4. Freedom from Fear: No Separation (8:31-39)

Read 8:31-37.  The emphasis in this final section is on our security. Scott is going to unpack these verses in more detail next week – so this is just a taster. We do not need to be afraid of the past, of the present or the future because we are secure in the love of Christ. The Scriptures present 5 unshakable convictions to prove there can be no separation between the believer and the Lord because:


4.1 God is for us (8:31)

4.2 Christ died for us (8:32)

4.3 God has justified us (8:33)

4.4 Christ intercedes for us (8:34)

4.5 Christ still loves us (8:35-39)


God cannot, God will not fail us.  Sometimes he will chasten us, sometimes he will discipline us. But nothing can separate us from Him.  Read 8:37-39. No condemnation; no obligation; no frustration; no separation. This is the declaration of our throne rights as children of God. Lets us claim them, trust in them, and live them to the glory of God. Lets pray.
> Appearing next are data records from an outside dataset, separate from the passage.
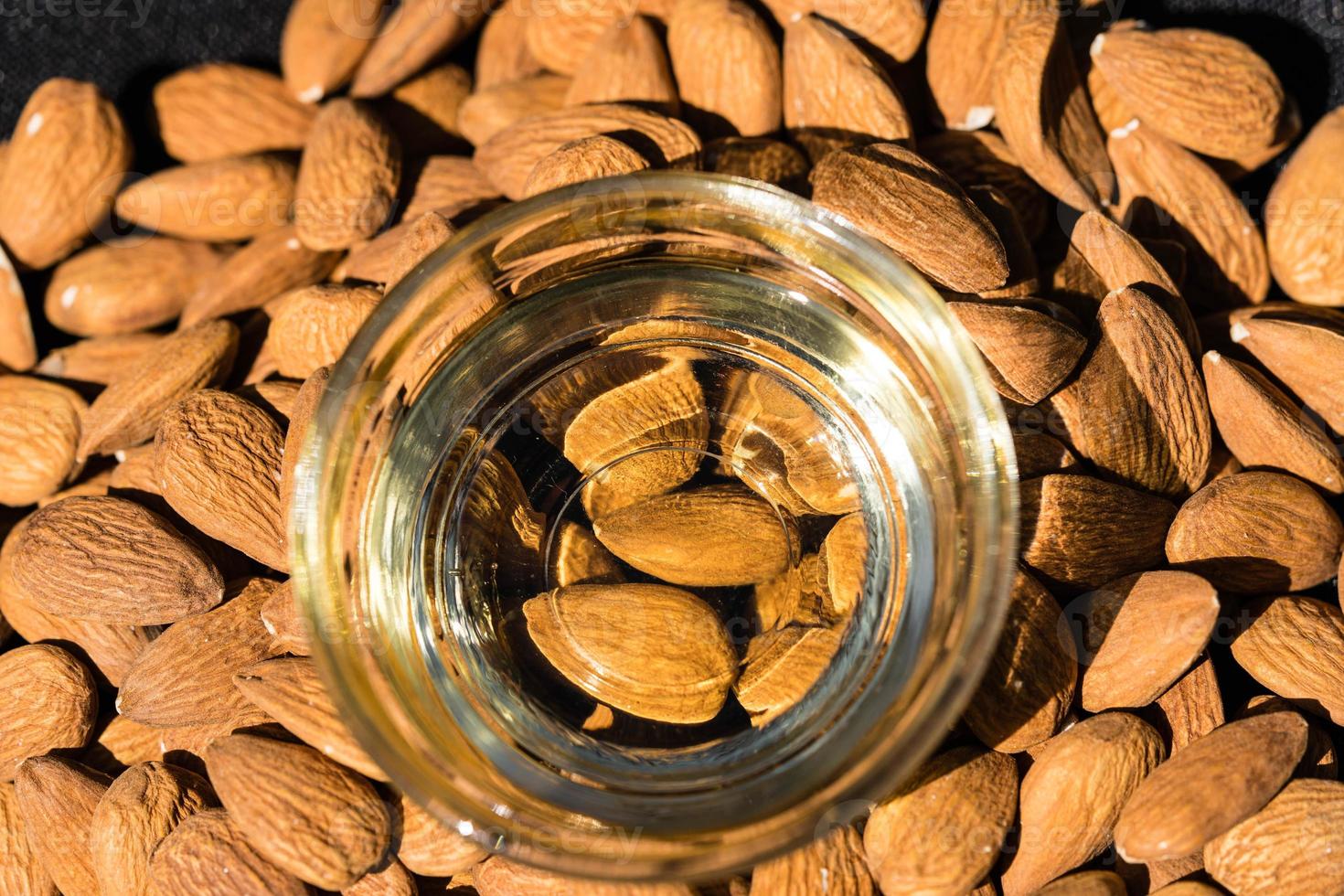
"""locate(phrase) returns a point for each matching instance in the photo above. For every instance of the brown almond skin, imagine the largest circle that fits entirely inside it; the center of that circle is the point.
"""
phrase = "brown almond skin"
(728, 66)
(858, 183)
(1264, 427)
(186, 676)
(292, 692)
(57, 799)
(188, 861)
(302, 810)
(40, 423)
(1289, 645)
(140, 807)
(1141, 633)
(832, 864)
(1080, 532)
(347, 177)
(1214, 784)
(1072, 795)
(126, 412)
(707, 536)
(62, 171)
(218, 458)
(943, 832)
(1286, 849)
(20, 870)
(219, 200)
(126, 285)
(218, 111)
(431, 849)
(51, 704)
(112, 560)
(1257, 534)
(1029, 688)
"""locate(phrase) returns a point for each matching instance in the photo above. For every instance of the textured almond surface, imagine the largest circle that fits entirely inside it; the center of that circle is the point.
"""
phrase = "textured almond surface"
(113, 560)
(51, 704)
(646, 649)
(921, 209)
(1257, 534)
(943, 832)
(1072, 795)
(62, 169)
(302, 810)
(218, 458)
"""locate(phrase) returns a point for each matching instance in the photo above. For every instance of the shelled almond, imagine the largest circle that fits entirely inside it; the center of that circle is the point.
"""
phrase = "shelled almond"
(1161, 709)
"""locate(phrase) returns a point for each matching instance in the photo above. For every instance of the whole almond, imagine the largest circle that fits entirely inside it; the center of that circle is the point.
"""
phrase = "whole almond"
(1072, 795)
(186, 676)
(431, 849)
(1029, 687)
(964, 43)
(1287, 848)
(292, 692)
(1264, 427)
(268, 266)
(1306, 355)
(218, 458)
(40, 423)
(1137, 409)
(20, 870)
(1043, 113)
(502, 54)
(1141, 633)
(834, 864)
(983, 157)
(218, 200)
(51, 706)
(347, 179)
(219, 109)
(112, 560)
(1303, 222)
(646, 649)
(417, 32)
(126, 285)
(140, 807)
(582, 160)
(63, 166)
(628, 63)
(497, 876)
(57, 799)
(1207, 91)
(126, 412)
(914, 208)
(1080, 532)
(1214, 784)
(1032, 352)
(1226, 251)
(943, 830)
(188, 861)
(305, 813)
(834, 94)
(1257, 534)
(17, 347)
(709, 536)
(728, 66)
(1289, 646)
(323, 43)
(312, 325)
(511, 155)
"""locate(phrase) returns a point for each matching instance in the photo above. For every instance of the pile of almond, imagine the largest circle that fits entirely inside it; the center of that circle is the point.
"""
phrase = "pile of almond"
(1161, 710)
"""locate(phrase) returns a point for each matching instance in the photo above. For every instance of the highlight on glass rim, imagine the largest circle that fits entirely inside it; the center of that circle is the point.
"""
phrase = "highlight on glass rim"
(671, 448)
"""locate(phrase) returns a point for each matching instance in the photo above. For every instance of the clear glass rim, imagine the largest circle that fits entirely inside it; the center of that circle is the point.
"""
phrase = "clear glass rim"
(317, 549)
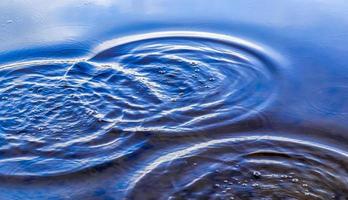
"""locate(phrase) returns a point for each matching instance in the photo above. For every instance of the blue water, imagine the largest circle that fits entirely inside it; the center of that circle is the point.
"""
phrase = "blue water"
(173, 100)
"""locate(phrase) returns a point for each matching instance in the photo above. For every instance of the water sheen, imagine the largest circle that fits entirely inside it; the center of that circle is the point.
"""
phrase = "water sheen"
(145, 100)
(80, 113)
(252, 167)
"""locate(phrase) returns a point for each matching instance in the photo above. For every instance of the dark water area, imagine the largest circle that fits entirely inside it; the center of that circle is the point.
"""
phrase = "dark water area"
(103, 100)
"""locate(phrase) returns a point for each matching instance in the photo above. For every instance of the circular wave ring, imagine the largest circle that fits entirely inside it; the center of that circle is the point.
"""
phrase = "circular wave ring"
(60, 117)
(191, 80)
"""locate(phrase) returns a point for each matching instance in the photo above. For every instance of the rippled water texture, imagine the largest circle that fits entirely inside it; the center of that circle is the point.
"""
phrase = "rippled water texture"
(59, 117)
(166, 115)
(246, 168)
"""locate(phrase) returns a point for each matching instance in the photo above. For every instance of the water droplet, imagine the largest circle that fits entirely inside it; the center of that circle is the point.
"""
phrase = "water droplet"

“Do I, as a Christian, understand myself?  Do I know my own real identity? My own real destiny?  I am a child of God.  God is my Father; heaven is my home; every day is one day nearer.  My Saviour is my brother; every Christian is my brother too.  Say it over and over to yourself first thing in the morning, last thing at night, as you wait for the bus, any time when your mind is free, and ask that you may be enabled to live as one who knows it is all utterly and completely true.  For this is the Christian's secret of  - a happy life? - yes, certainly, but we have something both higher and profounder to say.  This is the Christian's secret of a Christian life, and a God-honouring life and these are the aspects of the situation that really matter.  May this secret become fully yours, and fully mine.”[2]


[2] James Packer, Knowing God (Hodder), p. 260.